# **Algorithmic Methods of Data Mining - Fall 2022**

## **Homework 5: The Marvel Universe!**

**Packages that are used troughout the notebook:**

In [4]:
# For data analysis and manipulation
import pandas as pd
import numpy as np

# For graph representation
import networkx as nx

# Utils
from tqdm import tqdm
import sys

## 1. Data

### Matching hero names
Here we examine and prepare the data so that the hero names match between the two datasets. 

In [19]:
# Load data and strip forward slashes and whitespace
nodes = pd.read_csv('data/nodes.csv').applymap(lambda x: x.rstrip('/').strip())
edges = pd.read_csv('data/edges.csv').applymap(lambda x: x.rstrip('/').strip())
network = pd.read_csv('data/hero-network.csv').applymap(lambda x: x.rstrip('/').strip())

In [20]:
# Unique heroes in each dataframe
node_heroes = set(nodes[nodes['type'] == 'hero']['node'])
edge_heroes = set(edges['hero'])
network_heroes = set(pd.concat([network['hero1'], network['hero2']]))

# Number of unique heroes in each dataframe
len(node_heroes), len(edge_heroes), len(network_heroes)

(6439, 6439, 6421)

We would like to have each hero in edges and network represented in the nodes dataframe.
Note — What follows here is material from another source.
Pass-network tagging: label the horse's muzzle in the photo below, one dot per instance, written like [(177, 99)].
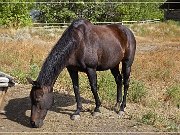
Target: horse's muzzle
[(36, 124)]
So let's see which ones do not have a match in the nodes dataframe.

In [21]:
print('Heroes in edges but not in nodes:', edge_heroes - node_heroes)
print('Heroes in nodes but not in edges:', node_heroes - edge_heroes)

Heroes in edges but not in nodes: {'SPIDER-MAN/PETER PARKER'}
Heroes in nodes but not in edges: {'SPIDER-MAN/PETER PARKERKER'}


In [22]:
# Fix spiderman's name in nodes
nodes.loc[nodes['node'] == 'SPIDER-MAN/PETER PARKERKER', 'node'] = 'SPIDER-MAN/PETER PARKER'

# Update the heroe set for nodes
node_heroes = set(nodes[nodes['type'] == 'hero']['node'])

# Now let's check the network dataframe
print('Heroes in network but not in nodes:', network_heroes - node_heroes)

Heroes in network but not in nodes: {'SPIDER-MAN/PETER PAR'}


In [23]:
# Fix spiderman's name in network
network = network.applymap(lambda x: 'SPIDER-MAN/PETER PARKER' if x == 'SPIDER-MAN/PETER PAR' else x)
network_heroes = set(pd.concat([network['hero1'], network['hero2']]))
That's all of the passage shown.